The U.S. Insurance Institute for Highway Safety has released a report saying autonomous vehicles could likely only prevent a third of all U.S. road crashes, but couldn’t help those caused by mistakes that self-driving systems can’t handle any better than human drivers.
The institute analysed 5,000 U.S. crashes and concluded that AVs could likely only prevent those caused by driver perception errors and incapacitation. They sorted the crashes into five causal categories: sensing and perception; predicting; planning and deciding; execution and performance, and incapacitation errors. Then they filtered those through current and likely forthcoming self-driving technological capabilities, to find that AVs will be able to eliminate sensing and perception errors, or crashes that result from driver distraction, and autonomous technologies won’t be subject to incapacitation by intoxication, fatigue, or medical events. Those two causal categories total up to 34% of crashes. The IIHS noted that automated systems will need to take road conditions and other driving strategies humans exhibit into account at all times. Any sort of misjudgment could end up as a planning or deciding type of crash if the self-driving car misjudges things.

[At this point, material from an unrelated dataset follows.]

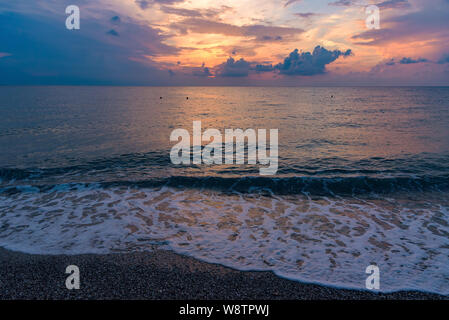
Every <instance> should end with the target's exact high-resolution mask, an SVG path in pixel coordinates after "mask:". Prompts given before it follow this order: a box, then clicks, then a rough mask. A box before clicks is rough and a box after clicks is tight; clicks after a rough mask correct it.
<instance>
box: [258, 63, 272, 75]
mask: <svg viewBox="0 0 449 320" xmlns="http://www.w3.org/2000/svg"><path fill="white" fill-rule="evenodd" d="M254 70H255V71H256V72H257V73H261V72H271V71H274V70H275V69H274V68H273V65H272V64H257V65H256V66H255V67H254Z"/></svg>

Companies working on self-driving vehicles don’t agree; they say AVs can prevent many more crashes caused by a much wider range of factors, including more complex errors caused by drivers making inadequate or incorrect evasive manœuvres. Specifically, the Partners for Automated Vehicle Education, a consortium of AV tech companies, say self-driving cars could prevent 72% of crashes. And individual companies developing self-driving cars have called AV technology key to greatly reducing crashes.
The Self-Driving Coalition, an industry group that includes Waymo, Ford and Uber, says the IIHS has got it wrong: “Self-driving vehicle technology will help reduce the incidents of drunk driving (29% of all 2018 fatalities) and distracted driving (14% of all 2018 fatalities), and hold the potential to avoid problems that arise from fatigue, human error, speeding or other common causes of fatalities”.